REPUBLIKA.CO.ID, JAKARTA -- Harga saham barang konsumen primer masih tertekan meski perekonomian telah menunjukkan tren pemulihan. Kondisi tersebut tercermin dari kinerja saham beberapa emiten seperti PT Unilever Indonesia Tbk (UNVR), PT Indofood Sukses Makmur Tbk (INDF) hingga PT Mayora Indah Tbk (MYOR).
Pergerakan sejumlah saham tersebut cenderung menurun dalam lima tahun terakhir. Selama periode tersebut, UNVR tercatat telah jatuh sebesar 61,6 persen dan INDF terpangkas 29,12 persen. Hanya MYOR yang masih membukukan pertumbuhan sebesar 5,26 persen. Namun dalam tiga tahun terakhir, saham MYOR melemah 38,9 persen.
Senior Investment Information Mirae Asset Sekuritas Indonesia Martha Christina mengatakan harga saham barang konsumen primer sampai saat ini masih melemah karena tertekan sentimen kenaikan harga bahan baku. Kondisi ini membuat margin emiten tergerus.
"Kenaikan harga CPO sejak tahun lalu semakin menekan margin UNVR," kata Martha, Kamis (10/3).
Tren kenaikan harga CPO diperkirakan masih akan berlanjut terutama setelah diumumkannya kenaikan kewajiban untuk memasok kebutuhan dalam negeri (DMO) menjadi 30 persen. Dengan harga CPO yang belum akan kembali normal, margin emiten diperkirakan semakin menipis sehingga saham barang konsumen primer masih berpotensi tertekan.
Menurut Martha, hal ini diperparah dengan kondisi data beli masyarakat. "Belum lagi ada pelemahan daya beli masyarakat, ini akan semakin menekan saham barang konsumen primer," kata Martha.

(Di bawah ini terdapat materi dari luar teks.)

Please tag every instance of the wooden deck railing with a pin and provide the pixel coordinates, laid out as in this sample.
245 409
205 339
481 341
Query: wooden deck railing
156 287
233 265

Selain itu, adanya konflik Rusia dan Ukraina membuat harga gandum melonjak ke level tertingginya. Mayoritas perusahaan barang konsumen terutama yang bergerak dibidang makanan dan minuman akan sangat terdampak karena penggunaan gandung dan tepung terigu sebagai bahan utama.
Meski diperkirakan akan ada kenaikan permintaan pada saat momentum Ramadhan, menurut Martha, perusahaan barang konsumen akan tetap tertekan karena tinggunya biaya. Kondisi ini juga akan menekan kinerja margin perusahaan.
Head of Investment Information Mirae Asset Sekuritas, Roger MM, menambahkan saham barang konsumen masih terjun bebas hingga saat ini karena disebabkan anjloknya kinerja emiten sejak 2018. Sebagai contoh, laba bersih UNVR pada 2018 tercatat sebesar Rp 9 triliun.
Lalu pada 2019 laba UNVR kembali turun menjadi Rp 7,4 triliun dan berlanjut hingga 2020 yang turun menjadi Rp 7,1 triliun dan terakhir pada 2021 turun menjadi Rp 5,7 triliun. "Jadi empat tahun terakhir ini kinerja UNVR memang mengalami penurunan," kata Roger.
Menurut Roger, alasan lainnya UNVR tidak banyak menarik minat manajer investasi karena pemberlakuan kebijakan free float. Roger mengatakan kebijakan ini berdampak terhadap penurunan pembobotan. Oleh sebab itu, tren saham UNVR masih cenderung turun dalam setahun terakhir.